Première visite d’un président américain en exercice en Chine depuis près de dix ans, ce déplacement avait surtout pour objectif de stabiliser des relations bilatérales fragilisées par plusieurs années de tensions commerciales, technologiques et géopolitiques.
À l’issue des rencontres entre Donald Trump et le président chinois Xi Jinping, les deux parties ont adopté un ton nettement plus conciliant. Les communiqués officiels ont mis en avant une volonté commune de renforcer les échanges et de maintenir une « stabilité stratégique constructive ».
Donald Trump a même déclaré que les relations entre Washington et Pékin pourraient devenir « meilleures que jamais », tout en invitant Xi Jinping à effectuer une visite officielle à la Maison-Blanche en septembre prochain.
Une détente diplomatique sans accord majeur
Malgré cette atmosphère plus positive, aucun accord majeur n’a été annoncé à l’issue de la visite. L’absence de conférence de presse conjointe ou de communiqué détaillé a alimenté certaines interrogations sur les résultats concrets des discussions.
Les analystes estiment toutefois que cette absence de détails immédiats ne signifie pas nécessairement un échec. Selon plusieurs observateurs, les deux puissances privilégient désormais une approche graduelle visant avant tout à limiter les risques d’escalade et à rétablir des mécanismes de dialogue réguliers.
Xi Jinping a évoqué « de nombreux résultats coopératifs », tandis que Pékin a confirmé une visite du dirigeant chinois aux États-Unis à l’automne.
Des avancées limitées mais concrètes
Sur le plan économique, plusieurs signaux d’apaisement ont néanmoins émergé durant les discussions.
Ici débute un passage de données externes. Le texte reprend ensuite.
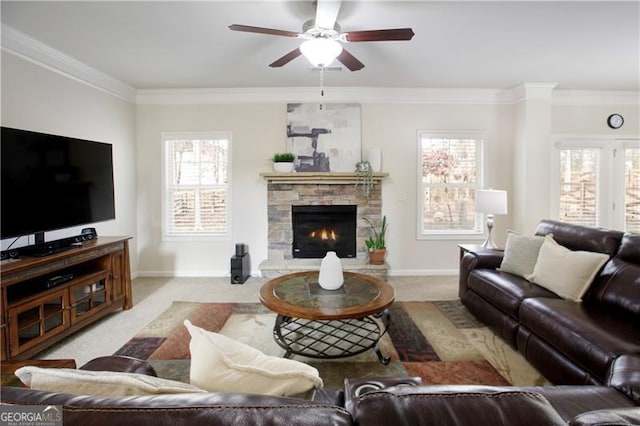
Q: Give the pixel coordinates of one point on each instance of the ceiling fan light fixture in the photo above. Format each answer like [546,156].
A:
[321,52]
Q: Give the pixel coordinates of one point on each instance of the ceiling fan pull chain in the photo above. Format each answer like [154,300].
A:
[321,83]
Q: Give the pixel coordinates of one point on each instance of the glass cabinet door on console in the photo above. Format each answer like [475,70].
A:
[117,280]
[34,321]
[89,295]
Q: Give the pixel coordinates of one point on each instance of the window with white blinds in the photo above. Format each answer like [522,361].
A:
[598,183]
[197,188]
[450,171]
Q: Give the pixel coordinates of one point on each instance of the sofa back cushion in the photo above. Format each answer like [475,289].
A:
[221,409]
[577,237]
[618,284]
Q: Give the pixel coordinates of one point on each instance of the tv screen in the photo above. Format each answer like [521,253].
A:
[52,182]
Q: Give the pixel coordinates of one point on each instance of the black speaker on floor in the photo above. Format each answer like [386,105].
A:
[240,265]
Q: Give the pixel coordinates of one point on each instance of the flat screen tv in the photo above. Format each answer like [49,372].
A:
[52,182]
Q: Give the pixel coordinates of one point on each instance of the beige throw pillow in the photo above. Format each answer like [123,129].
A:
[221,364]
[103,383]
[566,273]
[520,254]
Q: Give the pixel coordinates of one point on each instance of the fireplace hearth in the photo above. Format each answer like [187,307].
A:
[318,229]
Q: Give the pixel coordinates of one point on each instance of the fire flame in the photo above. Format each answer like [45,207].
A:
[324,234]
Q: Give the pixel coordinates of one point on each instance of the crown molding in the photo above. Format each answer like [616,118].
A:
[34,51]
[331,94]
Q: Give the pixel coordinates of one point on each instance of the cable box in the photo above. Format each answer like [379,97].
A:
[59,279]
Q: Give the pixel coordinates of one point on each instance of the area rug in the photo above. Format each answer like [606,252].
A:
[441,342]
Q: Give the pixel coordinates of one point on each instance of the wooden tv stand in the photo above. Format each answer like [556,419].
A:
[45,299]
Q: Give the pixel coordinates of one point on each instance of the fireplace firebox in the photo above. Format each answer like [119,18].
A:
[319,229]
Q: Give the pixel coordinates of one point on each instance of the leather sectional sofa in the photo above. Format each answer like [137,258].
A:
[569,342]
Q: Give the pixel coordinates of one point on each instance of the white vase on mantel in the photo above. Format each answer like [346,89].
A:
[374,157]
[331,277]
[283,167]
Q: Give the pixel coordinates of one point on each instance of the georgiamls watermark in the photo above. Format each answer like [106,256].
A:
[30,415]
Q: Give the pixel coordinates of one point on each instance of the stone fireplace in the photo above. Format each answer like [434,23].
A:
[285,190]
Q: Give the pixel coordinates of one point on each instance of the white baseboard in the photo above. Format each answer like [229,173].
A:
[187,274]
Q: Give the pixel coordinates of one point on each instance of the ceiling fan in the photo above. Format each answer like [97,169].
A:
[323,38]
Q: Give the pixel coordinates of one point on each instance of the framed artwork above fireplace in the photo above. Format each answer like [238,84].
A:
[324,137]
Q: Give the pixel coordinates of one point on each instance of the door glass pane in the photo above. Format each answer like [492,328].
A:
[28,325]
[632,189]
[53,321]
[579,198]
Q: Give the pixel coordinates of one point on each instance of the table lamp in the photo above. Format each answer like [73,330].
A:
[491,201]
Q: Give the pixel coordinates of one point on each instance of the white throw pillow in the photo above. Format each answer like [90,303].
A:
[221,364]
[566,273]
[103,383]
[520,254]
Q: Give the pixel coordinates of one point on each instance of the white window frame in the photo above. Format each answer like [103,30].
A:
[478,232]
[611,212]
[167,137]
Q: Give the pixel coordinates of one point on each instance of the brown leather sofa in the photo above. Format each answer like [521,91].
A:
[366,401]
[569,342]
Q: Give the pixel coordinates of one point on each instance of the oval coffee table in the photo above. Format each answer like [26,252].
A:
[320,323]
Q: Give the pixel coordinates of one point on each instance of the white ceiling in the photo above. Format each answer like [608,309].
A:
[490,45]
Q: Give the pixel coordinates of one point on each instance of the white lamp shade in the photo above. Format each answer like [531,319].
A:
[491,201]
[321,51]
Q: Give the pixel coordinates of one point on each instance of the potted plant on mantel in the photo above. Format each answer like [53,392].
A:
[375,244]
[283,162]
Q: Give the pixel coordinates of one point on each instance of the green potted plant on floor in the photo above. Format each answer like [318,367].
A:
[376,246]
[283,162]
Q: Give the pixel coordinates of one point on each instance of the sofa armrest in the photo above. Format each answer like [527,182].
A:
[355,388]
[624,376]
[458,405]
[608,417]
[477,260]
[121,364]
La Chine s’est montrée ouverte à l’augmentation de ses achats de produits américains, notamment de soja, de viande bovine, d’énergie et d’avions Boeing. Donald Trump a évoqué la possibilité de commandes portant sur 750 appareils Boeing ainsi que sur des moteurs du groupe GE.
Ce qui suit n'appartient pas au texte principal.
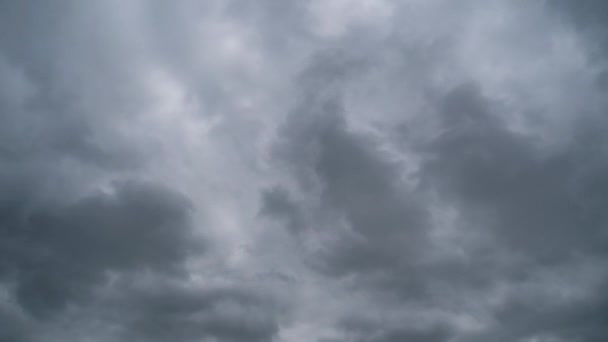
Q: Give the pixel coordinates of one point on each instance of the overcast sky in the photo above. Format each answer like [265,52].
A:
[304,171]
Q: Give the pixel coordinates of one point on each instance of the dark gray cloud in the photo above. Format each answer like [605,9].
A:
[340,170]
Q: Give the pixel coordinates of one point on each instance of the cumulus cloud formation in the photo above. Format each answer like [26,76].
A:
[340,170]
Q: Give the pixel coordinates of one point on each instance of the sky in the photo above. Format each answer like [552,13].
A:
[303,171]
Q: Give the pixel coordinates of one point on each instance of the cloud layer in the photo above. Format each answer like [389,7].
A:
[343,170]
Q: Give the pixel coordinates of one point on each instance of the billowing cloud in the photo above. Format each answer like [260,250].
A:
[343,170]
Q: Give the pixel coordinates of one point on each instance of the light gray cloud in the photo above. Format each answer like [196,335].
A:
[342,170]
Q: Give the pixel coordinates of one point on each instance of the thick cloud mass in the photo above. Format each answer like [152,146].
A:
[337,170]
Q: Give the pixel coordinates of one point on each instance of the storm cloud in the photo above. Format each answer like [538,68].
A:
[342,170]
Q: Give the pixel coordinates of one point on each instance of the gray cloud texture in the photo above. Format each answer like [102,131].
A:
[340,170]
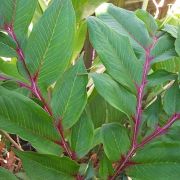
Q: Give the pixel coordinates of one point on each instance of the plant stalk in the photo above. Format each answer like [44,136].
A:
[17,146]
[36,91]
[155,134]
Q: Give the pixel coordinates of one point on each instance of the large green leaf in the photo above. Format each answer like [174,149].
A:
[115,141]
[101,111]
[172,99]
[50,45]
[159,161]
[115,53]
[171,65]
[6,51]
[84,8]
[115,94]
[163,49]
[48,167]
[5,174]
[19,13]
[20,115]
[126,23]
[82,135]
[149,21]
[69,98]
[160,77]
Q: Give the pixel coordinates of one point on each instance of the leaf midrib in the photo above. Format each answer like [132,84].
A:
[49,42]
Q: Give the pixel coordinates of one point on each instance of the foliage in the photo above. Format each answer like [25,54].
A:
[116,119]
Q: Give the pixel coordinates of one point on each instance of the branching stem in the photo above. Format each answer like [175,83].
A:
[36,91]
[138,117]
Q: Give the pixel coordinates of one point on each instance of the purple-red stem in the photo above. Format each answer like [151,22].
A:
[138,116]
[21,84]
[156,133]
[140,91]
[36,91]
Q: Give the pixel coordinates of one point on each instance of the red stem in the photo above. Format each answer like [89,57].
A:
[36,91]
[140,91]
[156,133]
[21,84]
[160,130]
[138,116]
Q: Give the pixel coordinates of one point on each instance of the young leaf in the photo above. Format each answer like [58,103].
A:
[70,95]
[149,21]
[115,94]
[105,169]
[126,23]
[82,135]
[6,51]
[172,99]
[171,29]
[160,77]
[43,166]
[163,49]
[19,13]
[160,161]
[115,141]
[115,53]
[20,115]
[7,175]
[50,45]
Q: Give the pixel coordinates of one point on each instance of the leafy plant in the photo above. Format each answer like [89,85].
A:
[79,123]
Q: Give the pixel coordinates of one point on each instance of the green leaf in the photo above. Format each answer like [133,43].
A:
[126,23]
[160,77]
[115,53]
[115,94]
[105,169]
[6,51]
[115,141]
[163,49]
[82,135]
[9,68]
[171,29]
[69,98]
[43,166]
[160,161]
[7,175]
[97,137]
[50,45]
[172,99]
[149,21]
[177,42]
[79,38]
[20,115]
[19,13]
[101,111]
[84,8]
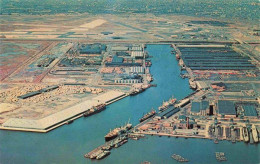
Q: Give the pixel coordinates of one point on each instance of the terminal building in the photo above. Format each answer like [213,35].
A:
[226,109]
[201,108]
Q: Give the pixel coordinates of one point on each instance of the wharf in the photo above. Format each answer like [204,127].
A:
[55,120]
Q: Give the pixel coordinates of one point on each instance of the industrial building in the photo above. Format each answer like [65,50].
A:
[119,48]
[250,110]
[137,54]
[202,58]
[226,108]
[34,93]
[137,70]
[92,48]
[200,108]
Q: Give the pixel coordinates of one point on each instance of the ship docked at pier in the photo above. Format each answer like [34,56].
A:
[117,131]
[148,115]
[167,104]
[95,109]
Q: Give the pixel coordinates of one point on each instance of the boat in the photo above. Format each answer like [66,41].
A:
[148,115]
[69,122]
[166,104]
[117,131]
[103,154]
[177,56]
[118,144]
[220,156]
[245,134]
[95,109]
[255,134]
[179,158]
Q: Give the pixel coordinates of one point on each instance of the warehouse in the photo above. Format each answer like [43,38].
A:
[249,110]
[215,59]
[119,48]
[226,108]
[200,108]
[137,54]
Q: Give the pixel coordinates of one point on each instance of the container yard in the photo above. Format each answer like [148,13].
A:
[68,79]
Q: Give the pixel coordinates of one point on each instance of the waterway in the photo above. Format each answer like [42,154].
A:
[69,143]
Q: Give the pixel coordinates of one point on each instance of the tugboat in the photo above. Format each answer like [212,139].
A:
[94,110]
[148,115]
[103,154]
[117,131]
[220,156]
[245,134]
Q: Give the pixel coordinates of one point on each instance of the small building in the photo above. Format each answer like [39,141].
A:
[137,69]
[136,48]
[226,108]
[137,54]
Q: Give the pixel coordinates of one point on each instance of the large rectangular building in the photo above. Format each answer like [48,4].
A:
[226,108]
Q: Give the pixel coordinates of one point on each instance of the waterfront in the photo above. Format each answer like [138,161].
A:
[68,144]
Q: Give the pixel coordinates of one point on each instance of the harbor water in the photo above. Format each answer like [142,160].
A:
[68,144]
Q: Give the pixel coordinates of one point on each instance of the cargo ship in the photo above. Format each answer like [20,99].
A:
[136,91]
[255,134]
[95,109]
[245,134]
[166,104]
[148,115]
[117,131]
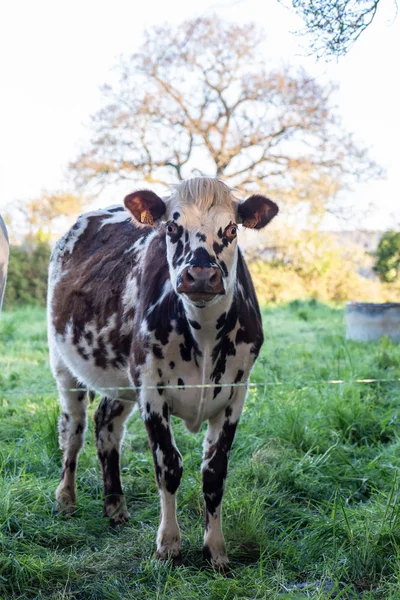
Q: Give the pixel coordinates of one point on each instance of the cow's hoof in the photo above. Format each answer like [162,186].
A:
[115,509]
[65,501]
[219,561]
[119,516]
[174,558]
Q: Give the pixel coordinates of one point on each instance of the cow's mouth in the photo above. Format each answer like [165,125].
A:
[200,296]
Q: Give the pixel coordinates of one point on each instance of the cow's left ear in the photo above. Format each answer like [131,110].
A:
[257,211]
[146,206]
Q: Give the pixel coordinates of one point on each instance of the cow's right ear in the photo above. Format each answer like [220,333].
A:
[146,206]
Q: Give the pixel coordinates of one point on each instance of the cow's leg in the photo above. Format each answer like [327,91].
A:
[217,445]
[109,420]
[168,471]
[72,425]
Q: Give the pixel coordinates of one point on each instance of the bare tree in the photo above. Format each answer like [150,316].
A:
[198,99]
[334,25]
[43,218]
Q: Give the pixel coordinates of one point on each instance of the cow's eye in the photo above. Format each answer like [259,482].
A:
[172,228]
[231,231]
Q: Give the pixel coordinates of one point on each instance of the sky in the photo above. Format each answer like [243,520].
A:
[54,56]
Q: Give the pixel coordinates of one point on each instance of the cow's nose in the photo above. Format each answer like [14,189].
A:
[203,280]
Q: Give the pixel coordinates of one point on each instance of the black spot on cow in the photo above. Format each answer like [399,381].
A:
[165,411]
[224,347]
[217,390]
[158,353]
[88,335]
[215,472]
[160,439]
[176,236]
[221,320]
[223,268]
[100,354]
[189,348]
[239,376]
[178,253]
[201,258]
[82,352]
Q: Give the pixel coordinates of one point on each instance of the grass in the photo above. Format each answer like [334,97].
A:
[311,507]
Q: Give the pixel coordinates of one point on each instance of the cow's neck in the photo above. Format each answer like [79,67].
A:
[203,321]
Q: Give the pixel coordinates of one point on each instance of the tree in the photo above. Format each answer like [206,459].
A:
[43,219]
[388,256]
[198,99]
[334,25]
Pékin a également renouvelé les licences d’importation de centaines d’abattoirs américains spécialisés dans le bœuf, un geste perçu comme une concession importante dans un secteur particulièrement sensible politiquement aux États-Unis.
Les deux camps étudient par ailleurs une réduction progressive des droits de douane sur environ 30 milliards de dollars d’échanges commerciaux jugés non stratégiques.
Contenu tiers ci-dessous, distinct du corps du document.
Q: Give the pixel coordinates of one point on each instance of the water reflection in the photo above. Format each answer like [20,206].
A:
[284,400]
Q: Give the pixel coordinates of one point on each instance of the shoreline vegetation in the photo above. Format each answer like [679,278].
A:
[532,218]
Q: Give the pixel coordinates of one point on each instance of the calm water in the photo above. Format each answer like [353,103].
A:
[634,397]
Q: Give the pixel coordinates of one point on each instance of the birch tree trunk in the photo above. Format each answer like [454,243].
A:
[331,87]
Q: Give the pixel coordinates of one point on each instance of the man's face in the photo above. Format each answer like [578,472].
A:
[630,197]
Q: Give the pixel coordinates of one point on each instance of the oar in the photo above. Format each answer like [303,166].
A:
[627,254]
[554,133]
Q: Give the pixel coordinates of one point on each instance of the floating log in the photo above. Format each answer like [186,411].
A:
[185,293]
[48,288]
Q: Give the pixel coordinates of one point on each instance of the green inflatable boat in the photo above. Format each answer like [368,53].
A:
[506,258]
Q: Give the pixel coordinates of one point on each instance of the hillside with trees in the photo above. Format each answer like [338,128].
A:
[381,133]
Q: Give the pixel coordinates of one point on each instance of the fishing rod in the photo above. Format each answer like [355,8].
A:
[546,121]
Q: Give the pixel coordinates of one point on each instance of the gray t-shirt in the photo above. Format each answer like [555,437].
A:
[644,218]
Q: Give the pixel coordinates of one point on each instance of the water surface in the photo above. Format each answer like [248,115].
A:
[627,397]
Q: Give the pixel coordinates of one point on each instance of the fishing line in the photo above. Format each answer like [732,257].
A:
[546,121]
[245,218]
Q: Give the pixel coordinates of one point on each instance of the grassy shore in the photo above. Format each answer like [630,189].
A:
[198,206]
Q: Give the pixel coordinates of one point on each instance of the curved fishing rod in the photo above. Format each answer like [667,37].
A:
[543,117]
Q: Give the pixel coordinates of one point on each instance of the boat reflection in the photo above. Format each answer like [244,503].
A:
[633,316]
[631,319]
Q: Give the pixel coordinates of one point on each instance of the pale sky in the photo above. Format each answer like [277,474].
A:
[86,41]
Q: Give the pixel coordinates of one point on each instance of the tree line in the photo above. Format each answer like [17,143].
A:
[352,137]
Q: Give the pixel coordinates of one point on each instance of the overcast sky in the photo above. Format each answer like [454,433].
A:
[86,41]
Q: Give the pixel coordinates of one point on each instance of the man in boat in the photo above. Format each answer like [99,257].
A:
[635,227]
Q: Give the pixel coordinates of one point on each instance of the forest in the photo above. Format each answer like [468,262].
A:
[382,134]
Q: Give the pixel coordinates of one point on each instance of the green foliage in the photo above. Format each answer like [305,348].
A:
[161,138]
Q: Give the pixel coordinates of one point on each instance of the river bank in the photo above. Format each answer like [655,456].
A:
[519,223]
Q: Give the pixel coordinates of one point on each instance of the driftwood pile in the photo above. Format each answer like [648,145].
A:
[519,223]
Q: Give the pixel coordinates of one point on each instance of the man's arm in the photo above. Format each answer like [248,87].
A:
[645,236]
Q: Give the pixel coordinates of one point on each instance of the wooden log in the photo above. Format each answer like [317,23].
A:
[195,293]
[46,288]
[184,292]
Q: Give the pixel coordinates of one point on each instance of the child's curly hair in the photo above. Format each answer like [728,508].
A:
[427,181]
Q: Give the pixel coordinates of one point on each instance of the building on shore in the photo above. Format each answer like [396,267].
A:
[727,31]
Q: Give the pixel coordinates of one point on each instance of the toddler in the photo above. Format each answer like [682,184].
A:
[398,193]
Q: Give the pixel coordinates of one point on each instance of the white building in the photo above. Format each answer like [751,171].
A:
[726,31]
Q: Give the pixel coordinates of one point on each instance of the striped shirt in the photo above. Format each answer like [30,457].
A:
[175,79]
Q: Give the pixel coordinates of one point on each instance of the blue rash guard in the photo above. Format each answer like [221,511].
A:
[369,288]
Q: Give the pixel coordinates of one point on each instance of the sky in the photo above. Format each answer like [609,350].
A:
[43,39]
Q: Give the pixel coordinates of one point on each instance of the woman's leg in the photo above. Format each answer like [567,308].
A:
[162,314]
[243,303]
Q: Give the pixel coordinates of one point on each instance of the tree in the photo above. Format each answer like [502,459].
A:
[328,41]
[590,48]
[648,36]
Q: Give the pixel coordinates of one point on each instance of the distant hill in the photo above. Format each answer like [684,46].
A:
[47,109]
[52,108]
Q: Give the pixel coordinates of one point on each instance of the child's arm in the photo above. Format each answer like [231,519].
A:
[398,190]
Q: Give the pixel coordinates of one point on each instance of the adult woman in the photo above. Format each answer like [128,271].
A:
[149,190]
La technologie reste le principal sujet de tension
Malgré cette détente relative, les questions technologiques continuent de cristalliser les tensions entre les deux premières puissances mondiales.
Des discussions seraient en cours concernant un éventuel assouplissement des restrictions américaines sur certaines exportations de technologies avancées vers la Chine. Des médias avaient récemment évoqué l’autorisation accordée à une dizaine d’entreprises chinoises pour acquérir des puces d’intelligence artificielle H200 de Nvidia.
Mais le secrétaire américain au Trésor, Scott Bessent, a rapidement tempéré ces spéculations, affirmant qu’aucune décision majeure n’avait encore été prise concernant l’accès chinois aux technologies américaines les plus avancées.
Taïwan et l’Iran toujours au cœur des tensions
Les dossiers géopolitiques restent également des points de friction importants. Si Washington et Pékin semblent afficher une convergence plus importante sur la question iranienne, le dossier taïwanais demeure une source majeure de tensions stratégiques.
Pour de nombreux analystes, cette visite ne marque donc pas un véritable rapprochement entre les deux pays, mais plutôt le début d’une phase de gestion plus pragmatique de leur rivalité.
Après plusieurs années de confrontation commerciale et diplomatique, Washington et Pékin semblent désormais chercher avant tout à éviter une nouvelle détérioration brutale de leurs relations, dans un contexte économique mondial déjà fragilisé.